I get to travel a lot for my job. So I take my camera along for drive-by photography. It seems to me that the economy in Louisiana moves East and West along I-20 and I-10. And I live in Central Louisiana. One of the recurring themes in these photographs is decaying buildings. I don’t go out of the way to find them, I have to go out of my why to find new construction. One of the things I like to imagine is what these buildings were like in their prime, with people bustling in an out of them. What kind of clothes did they wear? How did they talk? What did they eat for lunch?
I imagine this was once a thriving little grocery store. The painting makes the pain worse for me: It is fake.I thought this man was interesting. He was shuffling material from one medical building to another across the street. The crack in my windshield somehow makes this picture better. The kind of obscure photograph that you imagine a special agent gets on those old detective radio shows.Cows have a special place in my heart.“These cars always reminded me of fighter planes.” That’s what the man driving one told me once at a gas station 20 years ago. His was green though.I wonder what kind of art is produced here. I like that old chair.Something about the colors on this building speaks to me.It was exhilarating being this close to a train.This is probably my favorite picture from this week. I love this time of the morning. I imagine this is a scene from a book that you can’t put down.I love these little lizards. Anything that eats bugs can hang around my house.Name the title of the book that this could be the dust jacket for. That’s the kind of thing I think about when I am composing a shot. Another good cover for a book about a haunted house.
I don’t really want to be defined simply by what I like to do.
Strange things have been happening to me in Louisiana. I’ll introduce myself to people and then they’ll start speaking to me in French.
“Zane Wells.”
“Jean-Claude Villeramerette.”
People that speak French talk in italics.
Aside from that, I also get point blank existential questions like when the lady at the tamale stand in Zwolle glanced at my camera and asked if I was a photographer.

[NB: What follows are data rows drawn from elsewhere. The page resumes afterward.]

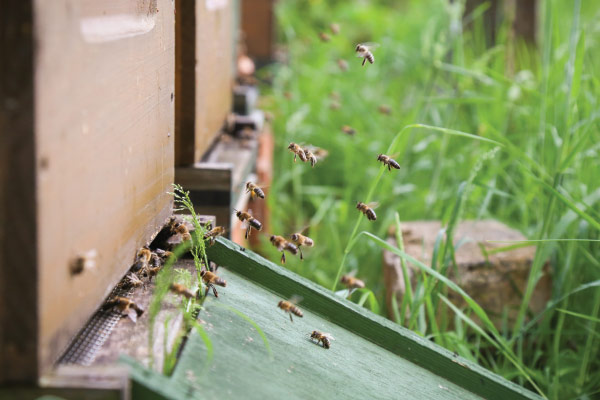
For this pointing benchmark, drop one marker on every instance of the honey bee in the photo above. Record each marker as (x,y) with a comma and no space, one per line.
(321,337)
(301,240)
(254,190)
(367,210)
(247,218)
(348,130)
(212,234)
(342,64)
(180,289)
(154,267)
(141,260)
(364,50)
(210,280)
(324,37)
(126,306)
(335,28)
(352,283)
(298,151)
(282,245)
(386,160)
(289,306)
(385,109)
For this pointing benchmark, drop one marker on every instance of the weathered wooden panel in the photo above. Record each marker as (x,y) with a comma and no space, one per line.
(102,139)
(205,74)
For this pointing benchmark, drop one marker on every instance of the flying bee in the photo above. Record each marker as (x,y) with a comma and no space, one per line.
(298,151)
(364,50)
(247,218)
(335,28)
(321,337)
(154,266)
(342,64)
(282,244)
(141,260)
(210,280)
(180,289)
(367,210)
(213,233)
(301,240)
(324,37)
(384,109)
(289,306)
(351,283)
(390,162)
(348,130)
(254,190)
(126,306)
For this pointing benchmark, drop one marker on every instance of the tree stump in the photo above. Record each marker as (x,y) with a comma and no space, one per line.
(495,281)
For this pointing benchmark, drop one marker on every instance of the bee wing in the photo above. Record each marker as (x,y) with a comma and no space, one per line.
(371,45)
(295,299)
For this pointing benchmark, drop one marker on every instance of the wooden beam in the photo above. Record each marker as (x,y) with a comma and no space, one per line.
(364,323)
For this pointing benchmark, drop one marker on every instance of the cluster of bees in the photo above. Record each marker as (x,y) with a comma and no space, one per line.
(148,263)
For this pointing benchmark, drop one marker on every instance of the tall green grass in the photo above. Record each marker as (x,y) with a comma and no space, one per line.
(477,137)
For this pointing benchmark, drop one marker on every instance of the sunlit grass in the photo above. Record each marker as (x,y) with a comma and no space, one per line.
(478,139)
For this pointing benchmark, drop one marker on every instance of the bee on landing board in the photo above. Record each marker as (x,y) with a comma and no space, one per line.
(126,306)
(351,283)
(254,190)
(247,218)
(289,306)
(321,337)
(298,151)
(301,240)
(365,50)
(387,160)
(213,233)
(282,244)
(142,259)
(210,280)
(180,289)
(367,210)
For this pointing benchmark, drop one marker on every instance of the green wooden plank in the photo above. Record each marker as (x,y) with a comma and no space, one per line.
(358,321)
(242,367)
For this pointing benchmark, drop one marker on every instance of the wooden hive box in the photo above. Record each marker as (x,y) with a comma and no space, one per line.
(87,144)
(257,352)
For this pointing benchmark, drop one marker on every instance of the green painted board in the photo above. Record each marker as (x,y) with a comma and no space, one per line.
(370,358)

I said, “Well kind of, but I’m more of a writer.”
When she found out I was a writer the whole kitchen wanted me to take their picture with their blue ribbon. I obliged. I think it was a good enough picture. But I’m not sure I am a photographer. After all, I forgot to take off the lens cap twice while I was talking to these people. That’s not the kind of thing that photographer does.

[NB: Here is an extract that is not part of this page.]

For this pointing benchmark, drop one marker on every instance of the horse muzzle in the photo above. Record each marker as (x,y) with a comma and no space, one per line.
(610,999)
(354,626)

I don’t really want to be defined simply by what I like to do.
I do like like taking photographs, but I’m not sure that makes me a photographer. And I haven’t made any money taking pictures, but does making money really have a bearing on your identity? I’ve done a lot of things for money that I did not enjoy. Maybe most of the things I have done for money I did not enjoy. Then there are some things I do whether I get paid or not.
A few years ago Sarah asked Miriam what she wanted to be when she grew up. She said, “A lady with pets.”

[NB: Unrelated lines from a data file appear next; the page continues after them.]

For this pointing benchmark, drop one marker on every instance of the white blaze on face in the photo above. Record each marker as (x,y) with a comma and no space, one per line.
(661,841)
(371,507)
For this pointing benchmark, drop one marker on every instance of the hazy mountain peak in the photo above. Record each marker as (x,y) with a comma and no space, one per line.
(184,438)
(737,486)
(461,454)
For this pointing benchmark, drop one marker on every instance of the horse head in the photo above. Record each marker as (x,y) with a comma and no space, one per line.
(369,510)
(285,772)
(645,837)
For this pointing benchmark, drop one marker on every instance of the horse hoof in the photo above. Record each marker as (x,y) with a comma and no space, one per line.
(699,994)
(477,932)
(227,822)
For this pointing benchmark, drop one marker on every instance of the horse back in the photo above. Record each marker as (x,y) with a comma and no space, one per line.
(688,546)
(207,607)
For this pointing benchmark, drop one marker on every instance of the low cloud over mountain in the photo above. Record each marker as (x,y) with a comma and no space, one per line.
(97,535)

On occasion I forget my camera as I rush out the door and it bothers me nearly all day. Those are the days that I see the most interesting compositions. Like the man demolishing a water tower with an acetylene torch in Hodge, LA. It was one of those water towers with only one central column holding the whole thing up. The kind with clean flowing lines and no sharp edges, like one of those old enameled door knobs in an ancient house. The tank was halfway gone and a shower of sparks was raining down from the lift from which the man with the torch blazed away at the thick rusty metal. I would’ve liked to have had that picture. Another time recently I saw a freshly cut hayfield and about a thousand of those pure white cattle egrets swarming around the tractor which was still laying the hay down in a neat hearing-bone pattern. Oh it was glorious! I wish you could’ve seen it. The most recent composition that I missed was also in a pasture: A longhorn bull, a donkey, and a cattle egret in congress around an ancient live oak. I imagine that these were elected officials who had met together to discuss grazing rights and what to do about the interloping deer. But I missed it and I’m not sure a thousand words could let you see it.
What I really like is story telling. And photography allows you to tell a story without any words. I only really feel like a photographer when I don’t have my camera, but I feel like a writer all of the time.